Une dégradation avérée des libertés fondamentales
Ce rapport met en lumière plusieurs violations graves des droits humains, notamment :
- Les détentions arbitraires et arrestations illégales de citoyens et de militant·e·s, souvent sans base juridique;
- La répression accrue contre les défenseur·e·s des droits humains, avec des entraves à leur travail et des risques accrus pour leur sécurité;
- Le durcissement des restrictions sur la liberté de la presse, limitant drastiquement l’accès à une information pluraliste;
- L’affaiblissement du cadre légal protégeant la liberté d’expression, malgré les recommandations internationales.
Un cadre national en contradiction avec les standards internationaux
L’étude souligne que les mesures prises depuis 2023 ont profondément érodé le respect des droits humains au Niger. Les autorités nigériennes sont appelées à aligner leur législation sur les normes internationales, notamment celles de l’ONU et de la Charte africaine des droits de l’homme et des peuples. La communication insiste sur l’urgence de restaurer un environnement propice à l’exercice des libertés fondamentales.
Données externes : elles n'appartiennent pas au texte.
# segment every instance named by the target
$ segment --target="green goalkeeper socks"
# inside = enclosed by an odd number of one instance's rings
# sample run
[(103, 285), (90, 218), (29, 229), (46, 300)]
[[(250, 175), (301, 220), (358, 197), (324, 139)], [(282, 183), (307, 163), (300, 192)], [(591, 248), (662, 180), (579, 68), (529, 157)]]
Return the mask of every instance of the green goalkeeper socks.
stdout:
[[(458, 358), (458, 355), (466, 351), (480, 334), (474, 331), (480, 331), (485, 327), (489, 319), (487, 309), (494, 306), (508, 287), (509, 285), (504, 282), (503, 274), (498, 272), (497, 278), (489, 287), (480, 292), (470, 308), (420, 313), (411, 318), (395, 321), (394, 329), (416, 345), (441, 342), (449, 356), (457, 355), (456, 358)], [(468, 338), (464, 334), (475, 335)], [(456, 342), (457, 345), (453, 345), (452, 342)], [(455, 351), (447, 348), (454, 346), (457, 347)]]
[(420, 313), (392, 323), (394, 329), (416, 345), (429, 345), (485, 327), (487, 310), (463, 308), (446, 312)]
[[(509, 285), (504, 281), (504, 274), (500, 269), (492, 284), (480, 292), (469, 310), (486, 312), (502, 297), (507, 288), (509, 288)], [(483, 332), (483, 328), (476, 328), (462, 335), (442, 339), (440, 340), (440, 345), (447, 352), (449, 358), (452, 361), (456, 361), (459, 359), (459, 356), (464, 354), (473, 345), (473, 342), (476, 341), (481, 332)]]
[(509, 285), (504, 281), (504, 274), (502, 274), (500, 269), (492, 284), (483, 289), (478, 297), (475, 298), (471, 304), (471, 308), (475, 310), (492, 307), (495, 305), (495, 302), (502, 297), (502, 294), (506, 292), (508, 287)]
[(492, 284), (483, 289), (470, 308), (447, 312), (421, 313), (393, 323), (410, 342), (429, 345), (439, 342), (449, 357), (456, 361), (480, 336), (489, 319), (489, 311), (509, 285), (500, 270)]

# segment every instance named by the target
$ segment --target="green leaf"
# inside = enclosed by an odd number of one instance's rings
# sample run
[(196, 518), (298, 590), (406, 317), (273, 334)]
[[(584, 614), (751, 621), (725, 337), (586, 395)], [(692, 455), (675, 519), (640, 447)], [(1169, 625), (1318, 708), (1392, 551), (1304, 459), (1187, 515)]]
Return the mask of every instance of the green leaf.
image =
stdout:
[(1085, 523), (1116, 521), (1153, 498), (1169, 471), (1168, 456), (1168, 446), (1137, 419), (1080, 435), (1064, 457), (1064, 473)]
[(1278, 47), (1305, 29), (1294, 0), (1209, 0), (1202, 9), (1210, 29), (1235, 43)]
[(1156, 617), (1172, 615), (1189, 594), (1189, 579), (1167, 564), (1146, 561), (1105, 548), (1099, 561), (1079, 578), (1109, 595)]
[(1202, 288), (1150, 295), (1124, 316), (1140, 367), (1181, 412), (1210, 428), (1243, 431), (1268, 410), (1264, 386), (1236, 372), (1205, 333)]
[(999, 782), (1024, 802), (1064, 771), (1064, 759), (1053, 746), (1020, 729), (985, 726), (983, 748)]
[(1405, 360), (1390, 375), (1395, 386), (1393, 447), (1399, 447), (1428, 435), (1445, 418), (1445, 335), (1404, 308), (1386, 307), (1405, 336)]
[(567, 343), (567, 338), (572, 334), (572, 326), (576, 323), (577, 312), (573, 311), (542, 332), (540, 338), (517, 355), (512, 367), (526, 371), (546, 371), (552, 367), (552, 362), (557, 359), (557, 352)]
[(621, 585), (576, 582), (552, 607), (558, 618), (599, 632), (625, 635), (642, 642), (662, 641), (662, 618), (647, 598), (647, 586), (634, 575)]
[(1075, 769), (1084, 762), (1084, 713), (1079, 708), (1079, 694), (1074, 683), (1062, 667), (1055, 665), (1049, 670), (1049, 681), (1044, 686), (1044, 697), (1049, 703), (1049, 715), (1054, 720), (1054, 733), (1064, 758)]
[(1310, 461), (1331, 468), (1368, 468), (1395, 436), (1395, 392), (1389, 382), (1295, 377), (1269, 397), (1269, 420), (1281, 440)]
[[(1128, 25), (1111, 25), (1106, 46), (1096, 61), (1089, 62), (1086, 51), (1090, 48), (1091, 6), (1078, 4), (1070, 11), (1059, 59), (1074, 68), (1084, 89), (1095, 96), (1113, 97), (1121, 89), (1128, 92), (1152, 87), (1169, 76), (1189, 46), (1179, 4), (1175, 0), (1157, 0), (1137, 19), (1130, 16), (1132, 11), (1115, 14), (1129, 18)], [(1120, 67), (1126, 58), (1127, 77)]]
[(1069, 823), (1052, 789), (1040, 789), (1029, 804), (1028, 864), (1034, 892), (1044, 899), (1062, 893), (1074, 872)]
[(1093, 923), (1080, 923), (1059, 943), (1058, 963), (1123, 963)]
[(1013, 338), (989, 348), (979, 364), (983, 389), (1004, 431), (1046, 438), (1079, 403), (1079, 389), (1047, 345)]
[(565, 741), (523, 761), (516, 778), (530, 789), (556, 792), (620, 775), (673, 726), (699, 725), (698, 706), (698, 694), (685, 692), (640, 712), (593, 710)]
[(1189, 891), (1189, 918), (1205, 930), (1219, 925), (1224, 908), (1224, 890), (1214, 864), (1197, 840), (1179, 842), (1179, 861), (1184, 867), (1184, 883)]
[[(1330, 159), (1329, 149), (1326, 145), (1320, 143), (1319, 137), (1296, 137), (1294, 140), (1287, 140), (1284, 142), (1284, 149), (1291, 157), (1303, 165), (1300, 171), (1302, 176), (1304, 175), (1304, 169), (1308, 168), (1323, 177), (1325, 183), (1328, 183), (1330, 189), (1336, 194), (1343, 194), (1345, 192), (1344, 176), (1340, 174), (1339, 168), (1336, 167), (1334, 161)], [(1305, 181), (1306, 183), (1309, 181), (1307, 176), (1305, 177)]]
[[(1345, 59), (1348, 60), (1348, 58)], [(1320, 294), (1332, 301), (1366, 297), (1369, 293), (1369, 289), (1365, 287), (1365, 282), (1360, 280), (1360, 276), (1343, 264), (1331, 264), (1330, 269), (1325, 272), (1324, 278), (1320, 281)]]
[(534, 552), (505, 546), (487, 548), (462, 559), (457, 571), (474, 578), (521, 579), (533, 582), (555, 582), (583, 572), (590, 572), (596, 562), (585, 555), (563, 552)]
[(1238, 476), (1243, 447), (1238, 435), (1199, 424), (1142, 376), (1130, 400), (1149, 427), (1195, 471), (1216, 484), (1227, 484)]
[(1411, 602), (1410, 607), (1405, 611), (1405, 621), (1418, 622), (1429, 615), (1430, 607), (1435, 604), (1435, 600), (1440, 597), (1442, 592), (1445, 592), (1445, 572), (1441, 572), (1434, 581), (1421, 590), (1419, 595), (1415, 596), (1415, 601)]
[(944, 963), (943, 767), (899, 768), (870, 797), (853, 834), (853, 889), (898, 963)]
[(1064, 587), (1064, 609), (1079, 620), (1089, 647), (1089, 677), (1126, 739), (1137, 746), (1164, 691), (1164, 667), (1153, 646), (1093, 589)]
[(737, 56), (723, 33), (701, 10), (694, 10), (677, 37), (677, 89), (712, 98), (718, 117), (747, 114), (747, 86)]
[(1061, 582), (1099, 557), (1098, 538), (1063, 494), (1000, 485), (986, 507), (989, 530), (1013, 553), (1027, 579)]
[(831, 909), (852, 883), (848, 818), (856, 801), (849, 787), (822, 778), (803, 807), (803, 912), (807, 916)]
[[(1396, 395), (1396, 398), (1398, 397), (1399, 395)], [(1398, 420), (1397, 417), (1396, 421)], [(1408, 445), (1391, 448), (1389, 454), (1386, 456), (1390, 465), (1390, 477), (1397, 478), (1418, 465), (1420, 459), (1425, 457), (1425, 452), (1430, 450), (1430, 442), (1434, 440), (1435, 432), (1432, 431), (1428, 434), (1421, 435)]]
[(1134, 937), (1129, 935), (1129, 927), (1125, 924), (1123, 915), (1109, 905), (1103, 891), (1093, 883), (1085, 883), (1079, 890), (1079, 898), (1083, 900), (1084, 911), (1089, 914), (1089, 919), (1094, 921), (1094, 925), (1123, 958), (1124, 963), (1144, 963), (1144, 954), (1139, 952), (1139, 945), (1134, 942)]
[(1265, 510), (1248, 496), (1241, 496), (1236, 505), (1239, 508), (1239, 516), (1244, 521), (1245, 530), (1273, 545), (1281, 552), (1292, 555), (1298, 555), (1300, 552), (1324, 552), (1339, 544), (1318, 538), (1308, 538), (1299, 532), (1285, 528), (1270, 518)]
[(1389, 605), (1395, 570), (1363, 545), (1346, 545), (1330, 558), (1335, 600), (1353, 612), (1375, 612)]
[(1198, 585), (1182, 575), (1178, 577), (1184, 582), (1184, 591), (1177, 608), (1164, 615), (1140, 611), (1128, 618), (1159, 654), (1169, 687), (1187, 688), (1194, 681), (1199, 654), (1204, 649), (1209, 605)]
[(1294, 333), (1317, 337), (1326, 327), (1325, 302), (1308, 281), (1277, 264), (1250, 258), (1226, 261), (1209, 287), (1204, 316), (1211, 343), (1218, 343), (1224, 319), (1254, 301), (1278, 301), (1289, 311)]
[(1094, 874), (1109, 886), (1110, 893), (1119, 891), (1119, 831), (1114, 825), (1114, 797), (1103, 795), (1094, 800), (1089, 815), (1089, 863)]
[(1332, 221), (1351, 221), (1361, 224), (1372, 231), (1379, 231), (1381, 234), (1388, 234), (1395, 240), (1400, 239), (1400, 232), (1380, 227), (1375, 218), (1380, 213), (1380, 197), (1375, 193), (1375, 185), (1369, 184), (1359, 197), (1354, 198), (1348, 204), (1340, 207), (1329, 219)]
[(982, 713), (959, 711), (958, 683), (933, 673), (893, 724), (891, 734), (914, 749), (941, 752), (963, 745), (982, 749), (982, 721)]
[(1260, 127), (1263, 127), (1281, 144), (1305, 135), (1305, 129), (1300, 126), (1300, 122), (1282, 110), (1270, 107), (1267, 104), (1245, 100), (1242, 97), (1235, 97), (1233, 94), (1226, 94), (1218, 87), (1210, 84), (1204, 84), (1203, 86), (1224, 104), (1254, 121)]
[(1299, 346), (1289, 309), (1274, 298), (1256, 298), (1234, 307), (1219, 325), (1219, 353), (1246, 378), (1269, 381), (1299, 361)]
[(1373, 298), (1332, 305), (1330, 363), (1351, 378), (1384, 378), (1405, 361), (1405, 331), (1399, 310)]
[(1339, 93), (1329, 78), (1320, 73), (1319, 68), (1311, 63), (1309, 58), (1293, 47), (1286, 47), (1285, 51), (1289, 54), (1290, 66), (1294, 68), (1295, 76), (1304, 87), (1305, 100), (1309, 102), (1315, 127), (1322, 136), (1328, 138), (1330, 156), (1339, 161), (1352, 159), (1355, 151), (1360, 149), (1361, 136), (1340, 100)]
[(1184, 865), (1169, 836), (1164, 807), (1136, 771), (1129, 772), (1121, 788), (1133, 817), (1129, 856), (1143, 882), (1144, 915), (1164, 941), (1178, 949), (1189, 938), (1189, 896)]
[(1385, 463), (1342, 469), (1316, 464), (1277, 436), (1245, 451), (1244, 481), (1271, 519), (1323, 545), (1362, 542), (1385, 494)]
Des recommandations pour inverser la tendance
Pour remédier à cette situation, Amnesty International formule plusieurs pistes d’action prioritaires :
- La libération immédiate des personnes détenues arbitrairement;
- La levée des entraves à l’activité des défenseur·e·s des droits humains;
- Le respect strict de la liberté de la presse et l’abrogation des lois restrictives;
- La mise en place d’un mécanisme indépendant pour enquêter sur les allégations de violations.